Unilever update on sustainable palm oil

In 2009, Unilever was among the first companies to publicly commit to a long term goal to source 100% of our palm oil sustainably.

For us this means physically certified palm oil through both mass balance and segregated sources. Since then, we have been working hard to make it a reality – not only in our own supply chain but across the entire industry.

As a significant user of palm oil, Unilever takes the principles of zero net deforestation very seriously and has a global timeline to cut natural forest loss in half by 2020, and strive to end it by 2030. The only way we will achieve our own goal is by helping change the entire market.

And in the long term, the only way consumers will continue to use products with palm oil as an efficient ingredient is if it is sustainably sourced. This is why we use our influence, financial resources and energy to play a leading role in transforming the entire industry.

Staying committed to traceability

This has been no easy journey. There are a number of staging posts towards the highest level of sustainability and we have elements of these in our current supply. So what is the current situation on palm oil in the Unilever supply chain?

As of November 2015:

  • Unilever is the largest user of physically certified palm oil in the Consumer Goods Industry; this includes segregated and mass balance volumes (310,421 tonnes).
  • 20% of our palm oil already comes from physically certified sources (up from 9% in 2014). 
  • We are implementing a robust traceability and risk verification system on the ground with the Global Forest Watch tool in partnership with the World Resources Institute, as well as our other partners Proforest and Daemeter. Transparency remains a priority. 
  • Already 72% of our volume (2,064 mills) can be traced back at least to the mill in the country of origin. This is estimated to be around three-quarters of the entire sector. 
  • 50% of these mills have been risk assessed and the mill data cleaned and validated. We are working to complete this for the remaining mills. 
  • Importantly, 100% of the palm oil for our new Sei Mangkei factory is traceable to mills and potentially links to 25,000 independent smallholders in the surrounding area

While our goal remains 100% traceable and physically certified palm oil by 2020, we can confirm that all non-smallholder sources of palm oil in our supply chain will comply with our Principles by the end of 2017.

Read more about our work with palm oil smallholder farmers (PDF | 720KB)

Using our influence to drive system change

Our scale is an opportunity for us to influence the rest of the industry. That is why we actively encourage other consumer goods companies on their no net deforestation commitments through collaborations such as the Consumer Goods Forum, Tropical Forest Alliance, RSPO, New York Declaration on Forests, Banking Environment Initiative and the World Business Council for Sustainable Development. This commitment helped raise the bar for many others who followed. These companies have been recognised in the recent Global Canopy Forests 500 ranking.

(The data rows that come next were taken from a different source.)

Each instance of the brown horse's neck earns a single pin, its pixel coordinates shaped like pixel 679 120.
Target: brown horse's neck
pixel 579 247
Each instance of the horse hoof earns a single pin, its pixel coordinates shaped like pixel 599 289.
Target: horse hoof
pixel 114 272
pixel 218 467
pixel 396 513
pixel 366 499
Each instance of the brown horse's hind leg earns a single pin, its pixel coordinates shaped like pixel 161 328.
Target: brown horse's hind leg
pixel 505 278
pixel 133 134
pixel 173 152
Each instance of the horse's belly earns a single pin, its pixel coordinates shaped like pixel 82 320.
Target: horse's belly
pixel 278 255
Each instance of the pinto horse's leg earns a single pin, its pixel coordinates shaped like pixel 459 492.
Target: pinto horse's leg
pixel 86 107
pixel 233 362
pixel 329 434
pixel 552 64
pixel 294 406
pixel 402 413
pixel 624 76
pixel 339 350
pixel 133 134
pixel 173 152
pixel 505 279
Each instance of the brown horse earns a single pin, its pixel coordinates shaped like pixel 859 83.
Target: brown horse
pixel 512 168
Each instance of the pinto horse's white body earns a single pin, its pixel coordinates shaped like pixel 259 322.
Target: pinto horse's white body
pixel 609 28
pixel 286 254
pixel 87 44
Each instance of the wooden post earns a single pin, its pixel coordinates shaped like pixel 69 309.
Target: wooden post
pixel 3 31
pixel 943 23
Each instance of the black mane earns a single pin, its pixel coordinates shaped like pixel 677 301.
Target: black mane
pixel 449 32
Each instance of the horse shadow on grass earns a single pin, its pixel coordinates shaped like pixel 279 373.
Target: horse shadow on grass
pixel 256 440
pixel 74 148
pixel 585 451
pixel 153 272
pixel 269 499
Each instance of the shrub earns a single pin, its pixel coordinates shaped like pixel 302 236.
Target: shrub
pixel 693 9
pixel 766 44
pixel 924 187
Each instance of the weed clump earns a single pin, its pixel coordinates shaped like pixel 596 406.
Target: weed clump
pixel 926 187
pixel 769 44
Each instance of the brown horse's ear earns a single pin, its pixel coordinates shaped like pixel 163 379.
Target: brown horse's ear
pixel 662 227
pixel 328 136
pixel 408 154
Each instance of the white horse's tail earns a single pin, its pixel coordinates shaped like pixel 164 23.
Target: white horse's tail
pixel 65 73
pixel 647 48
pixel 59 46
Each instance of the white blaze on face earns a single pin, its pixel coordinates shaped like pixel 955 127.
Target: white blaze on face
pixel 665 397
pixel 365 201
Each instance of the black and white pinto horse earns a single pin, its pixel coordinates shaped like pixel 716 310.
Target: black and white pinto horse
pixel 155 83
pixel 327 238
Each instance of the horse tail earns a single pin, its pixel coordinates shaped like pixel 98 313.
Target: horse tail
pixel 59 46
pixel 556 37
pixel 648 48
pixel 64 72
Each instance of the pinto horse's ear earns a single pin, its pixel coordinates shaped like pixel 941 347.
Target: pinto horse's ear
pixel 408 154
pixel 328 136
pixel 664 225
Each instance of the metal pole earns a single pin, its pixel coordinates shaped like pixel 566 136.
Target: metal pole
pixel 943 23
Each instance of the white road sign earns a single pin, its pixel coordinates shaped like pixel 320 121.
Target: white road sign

As a result of these efforts, over 90% of globally traded palm oil is now covered by sustainability commitments. We are making progress, but as an industry we need to do more, starting with turning these pledges into action. It is only actions taken on the ground and at scale that will transform markets to eliminate deforestation and enroll and protect smallholders. 

Wider system changes we are working to deliver: 

  • We are currently in a consultation process with leading conservation and social experts, NGOs and suppliers to refresh our 2013 Palm Oil Sourcing Policy. 
  • Unilever is actively advocating for the convergence of the two methodologies on High Carbon Stock (HCS) to provide clear and ambitious standards for growers, traders and buyers. 
  • We are defining a smallholder farmer strategy and methodologies for implementation. 
  • Unilever will continue to look for wider industry engagement to support best management practices for existing smallholder plantations and find ways to control the outbreak of forest fires during the annual dry season in Indonesia.